とかなんとか考えているとマリーはぷうっと膨らましていた頬を戻し、ぱっと笑顔になった。
「そんなことより!」
彼女はコロコロ感情が変わる。
非常に可愛らしく愛らしいのだ。
「パリの話です!」
彼女はとびきりの笑顔になった。
「先日のパリ訪問。あれはなんだったのでしょう…」
「おや、不満だったのですか?」
「そんなことがあるわけありません!お馬鹿さんが!」
ぷりぷりと憤る姿は少し彼女の祖国に似ている。
「私は生きてきた中で一番の感動を受けたのです。」
彼女は語る。
「パリのなんときらびやかなことだったのでしょう。しかも、あの善良な民衆の皆さんときたら!ローデリヒだったらきっと頭を抱えていたでしょうね!なんで民衆までこんなに派手な歓迎に手を貸すのでしょうとか言って!」
微笑む彼女の顔はキラキラ輝く。
「それではマリーは民衆の事が好きになれましたか?」
「もちろん!」
間髪を入れずに叫ぶ。
「私の心、地位は民衆の為にあるのだということ。
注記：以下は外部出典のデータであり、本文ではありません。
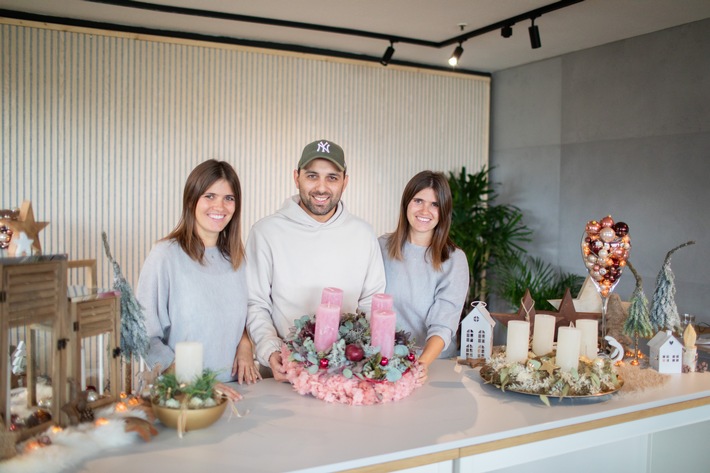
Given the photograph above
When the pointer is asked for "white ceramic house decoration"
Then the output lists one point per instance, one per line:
(477, 332)
(666, 353)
ママンには手紙でもうたくさん話したの。ローデリヒも喜んでくれたわ。」
少女は素直で。
「では私の事は?」
少し試してみたくなった。
きょとんとなるマリー。
彼女は自分の祖国、オーストリアのことをローデリヒ=エーデルシュタインの名で語る。
俺の事はまだ“フランス”だ。
「俺の事はまだ好きではないのでしょうか。」
もう一度聞いた。
陽気なオーストリアの少女は少し考えて、
「好きですよ。」
とだけ言った。
非常に不思議そうに。
「私はあなたの王太子妃。何故あなたを嫌いになぞなるのでしょうか。」
私はあなたのために生きているのです。
その姿は凛としていて。
まるで、この国の行き先を不安に思わせなかった。
この国にはマリー=アントワネットがいる。
後年、そう語られると確信できる器を持つ少女がそこにいた。
「ですから!」
パン!
と手を叩く。
俺は少なからず驚いた。
「私は民衆の誰しもに好かれる王妃になりたいのです!民衆の誰もが笑顔になれる国、それがフランス。貴方だということを誇りにしたいのです。」
その為に。
「私と共にいてください。フランス…いえ、フランシス=ボヌフォア。」
すっと伸ばされたマリーの手をそっと掴む。
「もちろんです。」
そう言い、手の甲にキスを落とす俺を満足そうに見つめる少女。
その日の夜、フランス王ルイ15世は崩御し新たに息子のルイ16世が国王となる。
マリー=アントワネットはとうとう、フランス王妃という一流の金細工に施された王冠をその手に掴んだのだった。
17歳、最後の夜でした
(17歳パリ訪問)
(18歳フランス王妃となる)
(38歳断頭台へと登る)
(1人の王妃は軽やかに)
(その運命を受け止めた)
・・end・・
どこかで繋がる見えない糸様に提出させていただきました、フランス×マリー=アントワネットです。
タイトルに沿えてなさすぎる感に私涙目ww
素敵な企画を見つけて飛び付いてしまったばっかりに…!
実は私はマリーがすごく好きです。
今回じっくりと彼女のことを調べていただきましたが、実に彼女の生涯はドラマチックで素敵です。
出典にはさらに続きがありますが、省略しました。